Plus que le profil naturel de la province, c’est son voisinage qui a le plus impacté son histoire contemporaine. En effet, Chiang Mai partage un bandeau frontalier avec la province birmane de Shan, fief de quelques minorités ethniques qui, à défaut de préserver leur identité et leurs traditions, luttent aujourd’hui pour faire valoir leurs droits les plus élémentaires.

A partir des années 1980, dans un contexte politique difficile où elles seront persécutées et poussées vers la porte de sortie par la junte militaire au pouvoir, de nombreuses minorités entameront un mouvement migratoire vers le nord de la Thaïlande. Il s’agit, entre autres, des Akhas, des Lahus et des Lisus qui ont élu domicile dans les montagnes de Chiang Mai pour former les tribus des collines.

Chiang Mai partage également des frontières nordiques avec la province de Chiang Rai, qui constitue son principal point de contact avec le Triangle d’or, hub mondial de la production d’opiacés et d’héroïne. Lampang, Lamphun, Tak et Mae Hong Son sont les autres provinces frontalières de Chiang Mai.

 

Cartographie Ethnique et Religieuse de la Province de Chiang Mai

Les différents flux migratoires qui ont rythmé la fin du 20e siècle se sont soldés par une multiethnicité remarquable dans les provinces du Nord thaïlandais, impactant tout particulièrement la démographie de Chiang Mai. Ainsi, dans les quelques 1 049 villages qui leur sont dédiés, les tribus des collines se répartissent comme suit :

  • Karen : 320 000
  • Hmong : 151 080
  • Lahu : 100 000
  • Lua : 100 000
  • Akha : 70 000
  • Lisu : 55 000
  • Yao : 40 000

Si le contour urbain de la ville de Chiang Mai ne compte que quelque 170 348 habitants, la province dans son ensemble compte plus de 1 500 000 habitants répartis entre 21 districts, ce qui en fait la 2e plus grande province de Thaïlande après Bangkok.
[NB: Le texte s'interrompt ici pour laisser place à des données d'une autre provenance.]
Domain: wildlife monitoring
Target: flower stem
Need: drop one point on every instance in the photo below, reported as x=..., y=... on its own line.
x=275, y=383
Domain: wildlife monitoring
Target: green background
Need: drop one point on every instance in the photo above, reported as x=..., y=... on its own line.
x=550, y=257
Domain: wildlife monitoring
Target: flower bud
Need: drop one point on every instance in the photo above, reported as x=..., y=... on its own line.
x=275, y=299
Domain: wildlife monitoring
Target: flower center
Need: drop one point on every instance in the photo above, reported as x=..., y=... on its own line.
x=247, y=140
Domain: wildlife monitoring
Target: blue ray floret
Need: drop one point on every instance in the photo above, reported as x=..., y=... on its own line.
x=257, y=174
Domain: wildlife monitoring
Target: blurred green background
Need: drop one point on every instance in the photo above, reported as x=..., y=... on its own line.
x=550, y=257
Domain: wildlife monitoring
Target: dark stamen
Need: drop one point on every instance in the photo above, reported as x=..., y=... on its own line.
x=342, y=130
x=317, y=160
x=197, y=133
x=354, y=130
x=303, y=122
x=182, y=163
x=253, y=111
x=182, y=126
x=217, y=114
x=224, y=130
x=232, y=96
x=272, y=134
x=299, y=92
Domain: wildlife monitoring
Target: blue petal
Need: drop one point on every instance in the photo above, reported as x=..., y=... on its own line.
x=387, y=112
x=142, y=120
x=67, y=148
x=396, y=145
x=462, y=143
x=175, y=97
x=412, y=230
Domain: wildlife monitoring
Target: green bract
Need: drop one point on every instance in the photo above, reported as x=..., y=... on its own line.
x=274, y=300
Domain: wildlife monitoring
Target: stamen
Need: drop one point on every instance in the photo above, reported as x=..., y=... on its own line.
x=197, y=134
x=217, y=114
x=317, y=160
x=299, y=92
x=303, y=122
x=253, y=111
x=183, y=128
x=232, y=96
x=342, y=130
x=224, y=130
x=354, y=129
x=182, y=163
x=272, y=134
80% sont des natifs de la région, le reste étant réparti entre des nationaux d’autres régions et des étrangers venus apprécier la douceur de vivre dans la province de Chiang Mai.
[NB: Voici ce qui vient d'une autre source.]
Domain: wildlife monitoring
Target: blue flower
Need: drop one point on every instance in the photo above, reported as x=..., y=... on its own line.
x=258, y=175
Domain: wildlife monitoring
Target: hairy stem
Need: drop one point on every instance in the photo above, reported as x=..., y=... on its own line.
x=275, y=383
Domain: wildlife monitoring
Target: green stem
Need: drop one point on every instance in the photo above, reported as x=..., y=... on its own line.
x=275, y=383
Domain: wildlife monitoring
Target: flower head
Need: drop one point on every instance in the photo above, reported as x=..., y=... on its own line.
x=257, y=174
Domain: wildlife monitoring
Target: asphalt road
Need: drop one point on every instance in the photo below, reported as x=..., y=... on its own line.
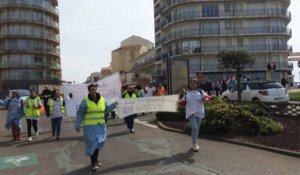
x=150, y=151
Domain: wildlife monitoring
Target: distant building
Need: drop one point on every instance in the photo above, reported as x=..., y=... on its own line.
x=136, y=40
x=294, y=64
x=123, y=57
x=94, y=77
x=144, y=68
x=105, y=71
x=195, y=31
x=29, y=44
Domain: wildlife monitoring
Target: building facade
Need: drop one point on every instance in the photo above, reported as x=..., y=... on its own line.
x=123, y=57
x=197, y=30
x=144, y=68
x=29, y=44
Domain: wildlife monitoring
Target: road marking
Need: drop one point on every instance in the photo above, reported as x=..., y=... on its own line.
x=18, y=161
x=145, y=123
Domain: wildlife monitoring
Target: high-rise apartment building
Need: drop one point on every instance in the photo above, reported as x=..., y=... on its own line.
x=29, y=44
x=196, y=30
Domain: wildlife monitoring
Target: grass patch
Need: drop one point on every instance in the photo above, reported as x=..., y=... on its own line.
x=294, y=96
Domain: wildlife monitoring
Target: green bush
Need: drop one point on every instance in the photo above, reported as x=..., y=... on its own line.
x=224, y=118
x=171, y=116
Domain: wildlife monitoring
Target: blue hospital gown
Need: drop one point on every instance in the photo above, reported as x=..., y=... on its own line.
x=95, y=135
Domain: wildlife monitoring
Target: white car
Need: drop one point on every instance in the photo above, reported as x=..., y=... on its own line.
x=23, y=93
x=264, y=91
Les habitants de la région parlent un dialecte dont la prononciation diffère légèrement du thaï du centre. Le thaïlandais du nord, le Lanna ou encore le Kham Muang est très proche du Lao, et compte quelque 6 millions de locuteurs répartis entre le nord de la Thaïlande et le Laos. Bien qu’il soit considéré comme un vecteur de leur identité, les habitants de la province le réservent à leurs échanges informels, le thaï du centre étant la langue de l’enseignement et des affaires. L’anglais est également omniprésent, et fait office de linga franca dans le secteur tertiaire, notamment le tourisme.

Du fait de la présence remarquée des minorités ethniques du Nord, l’hégémonie du bouddhisme n’est pas aussi marquée que dans d’autres régions du royaume, en dépit d’une percée progressive dans les villages montagneux. Il subsiste parmi les différentes composantes des tribus des collines les manifestations de croyances religieuses traditionnelles telles que le culte des ancêtres, la vénération des esprits et les systèmes d’offrandes. Dans certaines tribus, ces croyances traditionnelles jouent des coudes avec le christianisme dont l’implantation remonte au 16e siècle.

Enfin, bien qu’elle soit embryonnaire, une petite communauté juive complète la cartographie religieuse de Chiang Mai (descendants de réfugiés de la Russie Impériale et demandeurs d’asile iraniens).